The contest winner, “My Signature Scent,” by Eileen Parkes, MD, PhD, is more than a poignant reflection of the doctor/patient relationship. It also offers an important perspective on how we, as physicians, handle the profound responsibility of providing support to patients and their families during times of crisis. Delivering bad news is often most difficult at the point when hope is first lost, and not necessarily at the end of life.
There are many lessons to be learned from this enduring experience related by Dr. Parkes, although it occurred many years ago. The attending physician “moved on” and relegated delivering bad news to her, a new trainee in oncology. Inconsistent with standards of care, the attending physician abandoned the patient and the oncology fellow, most likely to avoid the grief of lost hope. Rather than model the attending’s behavior, this experience reaffirmed Dr.

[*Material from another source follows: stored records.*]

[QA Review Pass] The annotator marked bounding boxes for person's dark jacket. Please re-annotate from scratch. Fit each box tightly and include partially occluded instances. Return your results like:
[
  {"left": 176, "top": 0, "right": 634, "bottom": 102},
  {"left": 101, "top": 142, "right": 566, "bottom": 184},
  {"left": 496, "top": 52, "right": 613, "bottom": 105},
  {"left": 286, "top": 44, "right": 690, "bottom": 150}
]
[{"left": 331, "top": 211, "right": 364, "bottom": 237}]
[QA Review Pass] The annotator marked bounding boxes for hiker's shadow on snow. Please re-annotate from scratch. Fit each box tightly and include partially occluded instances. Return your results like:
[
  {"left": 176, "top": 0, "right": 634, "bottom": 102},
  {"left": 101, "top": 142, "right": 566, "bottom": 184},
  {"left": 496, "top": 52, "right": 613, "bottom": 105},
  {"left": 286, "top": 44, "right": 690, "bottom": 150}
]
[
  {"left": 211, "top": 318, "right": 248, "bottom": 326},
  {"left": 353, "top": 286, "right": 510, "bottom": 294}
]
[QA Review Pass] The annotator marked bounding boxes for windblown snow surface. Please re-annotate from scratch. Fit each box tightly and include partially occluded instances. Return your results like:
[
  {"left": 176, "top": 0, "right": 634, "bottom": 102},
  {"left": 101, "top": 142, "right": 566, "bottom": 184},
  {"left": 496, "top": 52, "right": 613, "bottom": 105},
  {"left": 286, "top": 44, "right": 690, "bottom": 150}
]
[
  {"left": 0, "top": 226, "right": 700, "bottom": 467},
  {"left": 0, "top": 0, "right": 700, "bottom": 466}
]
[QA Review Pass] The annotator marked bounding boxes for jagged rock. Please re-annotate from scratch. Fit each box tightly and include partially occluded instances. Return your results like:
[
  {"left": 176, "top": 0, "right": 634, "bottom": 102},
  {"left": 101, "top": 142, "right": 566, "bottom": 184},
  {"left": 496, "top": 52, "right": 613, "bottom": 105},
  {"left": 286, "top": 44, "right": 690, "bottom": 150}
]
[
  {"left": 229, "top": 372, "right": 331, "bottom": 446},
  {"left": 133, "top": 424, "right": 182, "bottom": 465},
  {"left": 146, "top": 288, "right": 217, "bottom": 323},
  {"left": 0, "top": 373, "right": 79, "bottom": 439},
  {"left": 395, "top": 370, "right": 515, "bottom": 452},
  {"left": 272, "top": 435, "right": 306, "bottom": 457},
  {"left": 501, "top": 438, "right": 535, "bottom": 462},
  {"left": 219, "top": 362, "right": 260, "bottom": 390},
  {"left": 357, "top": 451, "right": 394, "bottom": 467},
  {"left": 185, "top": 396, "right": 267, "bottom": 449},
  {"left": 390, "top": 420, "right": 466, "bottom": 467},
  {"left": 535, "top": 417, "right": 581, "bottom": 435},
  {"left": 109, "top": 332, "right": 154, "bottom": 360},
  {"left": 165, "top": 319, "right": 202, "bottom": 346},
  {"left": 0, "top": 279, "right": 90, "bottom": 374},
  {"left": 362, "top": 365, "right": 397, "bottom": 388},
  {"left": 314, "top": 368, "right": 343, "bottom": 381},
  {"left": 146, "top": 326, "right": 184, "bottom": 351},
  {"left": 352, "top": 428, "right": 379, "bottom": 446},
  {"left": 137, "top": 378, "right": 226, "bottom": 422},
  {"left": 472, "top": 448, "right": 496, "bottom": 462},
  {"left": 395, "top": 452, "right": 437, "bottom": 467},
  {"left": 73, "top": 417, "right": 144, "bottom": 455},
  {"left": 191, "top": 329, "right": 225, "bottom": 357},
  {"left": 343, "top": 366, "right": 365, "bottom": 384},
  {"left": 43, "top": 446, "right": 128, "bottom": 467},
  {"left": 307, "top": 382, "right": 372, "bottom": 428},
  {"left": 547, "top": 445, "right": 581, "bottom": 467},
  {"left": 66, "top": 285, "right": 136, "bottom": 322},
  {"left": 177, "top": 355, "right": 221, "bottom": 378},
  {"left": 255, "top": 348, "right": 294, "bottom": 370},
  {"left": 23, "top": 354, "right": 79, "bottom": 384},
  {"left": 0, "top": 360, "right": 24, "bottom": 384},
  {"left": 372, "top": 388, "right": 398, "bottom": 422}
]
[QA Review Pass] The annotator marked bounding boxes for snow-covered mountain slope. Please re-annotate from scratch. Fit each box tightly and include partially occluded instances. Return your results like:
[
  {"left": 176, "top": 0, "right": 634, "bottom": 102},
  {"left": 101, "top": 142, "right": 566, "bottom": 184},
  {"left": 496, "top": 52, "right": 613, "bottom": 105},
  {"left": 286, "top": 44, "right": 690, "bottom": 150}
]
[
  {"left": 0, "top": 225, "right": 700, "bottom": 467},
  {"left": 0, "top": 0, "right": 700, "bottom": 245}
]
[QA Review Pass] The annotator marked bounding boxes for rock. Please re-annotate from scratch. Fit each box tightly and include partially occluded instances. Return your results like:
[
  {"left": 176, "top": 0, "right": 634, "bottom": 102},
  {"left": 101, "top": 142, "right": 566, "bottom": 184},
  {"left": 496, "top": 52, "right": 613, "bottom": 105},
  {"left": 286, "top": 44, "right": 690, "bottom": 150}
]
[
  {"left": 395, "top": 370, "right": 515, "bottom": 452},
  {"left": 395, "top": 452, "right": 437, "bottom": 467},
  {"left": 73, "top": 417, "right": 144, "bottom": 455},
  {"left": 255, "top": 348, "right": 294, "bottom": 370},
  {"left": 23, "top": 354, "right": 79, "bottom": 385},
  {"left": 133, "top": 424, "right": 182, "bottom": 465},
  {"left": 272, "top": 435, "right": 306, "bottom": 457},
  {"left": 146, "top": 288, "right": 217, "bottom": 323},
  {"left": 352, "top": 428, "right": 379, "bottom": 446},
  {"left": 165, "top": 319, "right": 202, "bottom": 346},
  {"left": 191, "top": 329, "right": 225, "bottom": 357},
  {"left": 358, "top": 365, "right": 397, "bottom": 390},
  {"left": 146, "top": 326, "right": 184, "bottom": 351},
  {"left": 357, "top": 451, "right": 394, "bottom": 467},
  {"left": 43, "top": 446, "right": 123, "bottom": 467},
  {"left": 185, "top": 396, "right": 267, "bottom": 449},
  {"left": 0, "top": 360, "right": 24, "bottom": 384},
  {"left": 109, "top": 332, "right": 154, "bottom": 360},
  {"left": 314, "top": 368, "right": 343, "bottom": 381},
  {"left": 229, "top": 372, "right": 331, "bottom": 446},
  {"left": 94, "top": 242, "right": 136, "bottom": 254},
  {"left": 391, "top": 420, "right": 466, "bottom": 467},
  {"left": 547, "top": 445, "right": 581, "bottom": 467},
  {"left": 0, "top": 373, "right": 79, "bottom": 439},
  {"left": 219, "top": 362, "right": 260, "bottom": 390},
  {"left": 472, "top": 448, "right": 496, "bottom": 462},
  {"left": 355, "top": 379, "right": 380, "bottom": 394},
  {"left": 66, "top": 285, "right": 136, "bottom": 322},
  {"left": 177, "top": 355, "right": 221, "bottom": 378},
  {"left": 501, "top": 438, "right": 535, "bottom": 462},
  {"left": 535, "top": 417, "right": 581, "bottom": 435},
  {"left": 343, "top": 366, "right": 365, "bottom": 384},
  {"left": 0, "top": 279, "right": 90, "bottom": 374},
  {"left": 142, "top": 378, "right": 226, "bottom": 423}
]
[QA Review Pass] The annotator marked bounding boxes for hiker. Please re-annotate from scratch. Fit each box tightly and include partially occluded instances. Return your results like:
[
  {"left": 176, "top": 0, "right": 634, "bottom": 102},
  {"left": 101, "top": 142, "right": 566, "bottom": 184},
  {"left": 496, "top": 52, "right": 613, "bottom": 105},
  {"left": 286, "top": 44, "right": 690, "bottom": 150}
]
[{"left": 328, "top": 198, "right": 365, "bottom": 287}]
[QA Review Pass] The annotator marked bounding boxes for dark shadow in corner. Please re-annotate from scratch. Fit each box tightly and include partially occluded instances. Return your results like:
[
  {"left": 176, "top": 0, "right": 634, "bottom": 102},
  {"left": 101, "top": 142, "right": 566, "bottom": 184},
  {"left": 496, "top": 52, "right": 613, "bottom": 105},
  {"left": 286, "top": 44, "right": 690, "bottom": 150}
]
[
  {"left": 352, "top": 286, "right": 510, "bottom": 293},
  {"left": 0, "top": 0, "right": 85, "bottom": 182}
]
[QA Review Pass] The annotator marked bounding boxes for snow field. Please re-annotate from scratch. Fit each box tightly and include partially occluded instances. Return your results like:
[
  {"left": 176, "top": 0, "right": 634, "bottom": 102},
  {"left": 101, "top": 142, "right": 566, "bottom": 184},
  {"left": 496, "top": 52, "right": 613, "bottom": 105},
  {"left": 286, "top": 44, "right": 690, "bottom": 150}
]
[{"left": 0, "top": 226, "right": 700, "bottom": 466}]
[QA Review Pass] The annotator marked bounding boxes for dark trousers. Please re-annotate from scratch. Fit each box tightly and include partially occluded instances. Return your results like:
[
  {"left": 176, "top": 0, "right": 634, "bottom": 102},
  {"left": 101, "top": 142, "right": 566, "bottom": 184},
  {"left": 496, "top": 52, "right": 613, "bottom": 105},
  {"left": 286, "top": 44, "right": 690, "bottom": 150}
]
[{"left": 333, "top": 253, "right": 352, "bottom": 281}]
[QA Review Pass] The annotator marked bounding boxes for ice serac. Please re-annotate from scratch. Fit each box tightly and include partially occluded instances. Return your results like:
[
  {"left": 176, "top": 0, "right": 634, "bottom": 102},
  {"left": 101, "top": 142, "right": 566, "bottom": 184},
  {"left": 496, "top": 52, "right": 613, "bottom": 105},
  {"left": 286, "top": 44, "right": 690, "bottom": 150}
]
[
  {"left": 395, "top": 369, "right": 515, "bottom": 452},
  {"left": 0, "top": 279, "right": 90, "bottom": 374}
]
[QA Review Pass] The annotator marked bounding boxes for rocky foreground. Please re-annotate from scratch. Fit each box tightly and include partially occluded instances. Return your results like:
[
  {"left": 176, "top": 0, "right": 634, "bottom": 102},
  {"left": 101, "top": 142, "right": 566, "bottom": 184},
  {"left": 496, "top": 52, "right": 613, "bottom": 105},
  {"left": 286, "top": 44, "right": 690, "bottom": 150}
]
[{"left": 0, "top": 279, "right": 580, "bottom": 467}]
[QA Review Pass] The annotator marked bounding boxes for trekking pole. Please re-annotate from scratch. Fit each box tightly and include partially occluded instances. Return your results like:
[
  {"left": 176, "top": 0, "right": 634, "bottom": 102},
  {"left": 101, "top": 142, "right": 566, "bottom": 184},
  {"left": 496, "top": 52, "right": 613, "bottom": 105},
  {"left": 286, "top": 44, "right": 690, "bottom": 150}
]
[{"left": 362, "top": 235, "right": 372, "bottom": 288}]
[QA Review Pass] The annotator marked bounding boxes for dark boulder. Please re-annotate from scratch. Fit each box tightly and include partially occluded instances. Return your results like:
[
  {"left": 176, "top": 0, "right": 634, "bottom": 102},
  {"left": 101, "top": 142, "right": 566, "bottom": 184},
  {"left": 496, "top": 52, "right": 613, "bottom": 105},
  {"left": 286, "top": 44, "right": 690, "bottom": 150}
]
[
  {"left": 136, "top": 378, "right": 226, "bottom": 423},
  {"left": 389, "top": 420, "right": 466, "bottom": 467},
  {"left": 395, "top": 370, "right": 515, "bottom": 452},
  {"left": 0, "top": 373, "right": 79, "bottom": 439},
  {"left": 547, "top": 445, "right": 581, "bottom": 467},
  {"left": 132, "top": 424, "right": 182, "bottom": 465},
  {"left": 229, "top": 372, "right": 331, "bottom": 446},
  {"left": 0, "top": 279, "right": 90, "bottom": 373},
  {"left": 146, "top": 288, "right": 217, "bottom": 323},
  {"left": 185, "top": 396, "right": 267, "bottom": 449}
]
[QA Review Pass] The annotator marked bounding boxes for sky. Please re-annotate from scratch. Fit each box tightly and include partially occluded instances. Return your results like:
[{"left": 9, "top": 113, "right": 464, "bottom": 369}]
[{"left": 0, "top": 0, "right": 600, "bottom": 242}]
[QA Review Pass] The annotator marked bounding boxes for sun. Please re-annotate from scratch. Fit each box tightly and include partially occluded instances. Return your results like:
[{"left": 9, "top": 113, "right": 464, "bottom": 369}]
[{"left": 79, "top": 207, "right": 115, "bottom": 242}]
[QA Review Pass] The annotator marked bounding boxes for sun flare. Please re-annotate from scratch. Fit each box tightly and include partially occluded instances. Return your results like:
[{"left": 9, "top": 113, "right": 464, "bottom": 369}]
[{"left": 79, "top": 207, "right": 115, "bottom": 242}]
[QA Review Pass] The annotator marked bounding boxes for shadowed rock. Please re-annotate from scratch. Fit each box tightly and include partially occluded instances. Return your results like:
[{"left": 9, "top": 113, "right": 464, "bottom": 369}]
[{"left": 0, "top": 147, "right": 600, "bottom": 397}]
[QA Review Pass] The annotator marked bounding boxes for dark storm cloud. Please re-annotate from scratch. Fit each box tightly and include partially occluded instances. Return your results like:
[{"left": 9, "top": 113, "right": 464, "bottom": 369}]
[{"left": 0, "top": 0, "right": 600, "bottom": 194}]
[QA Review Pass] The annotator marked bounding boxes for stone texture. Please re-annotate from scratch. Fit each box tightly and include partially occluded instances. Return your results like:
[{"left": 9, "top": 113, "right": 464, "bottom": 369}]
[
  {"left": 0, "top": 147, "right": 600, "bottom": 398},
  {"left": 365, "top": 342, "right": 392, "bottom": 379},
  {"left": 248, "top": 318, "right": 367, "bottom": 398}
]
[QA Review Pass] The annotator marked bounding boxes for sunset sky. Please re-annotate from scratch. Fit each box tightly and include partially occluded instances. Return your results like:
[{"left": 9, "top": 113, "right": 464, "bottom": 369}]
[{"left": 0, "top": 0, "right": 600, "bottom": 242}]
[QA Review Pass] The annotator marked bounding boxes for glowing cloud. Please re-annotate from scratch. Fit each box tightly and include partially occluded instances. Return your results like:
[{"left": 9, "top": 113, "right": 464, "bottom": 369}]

Parkes’ own moral compass through unforgotten pain and concern for this patient and his family, and for innumerable patients and families to come.
Death is finite for the patient. However, each of the submissions related the lasting, often generational, scars that occur in the living with the trauma of facing the death of a loved one. As oncologists, it is our responsibility not only to deliver the hope of survival, but also to deliver bad news with profound empathy and an understanding of the permanent impact of this loss on those who remain.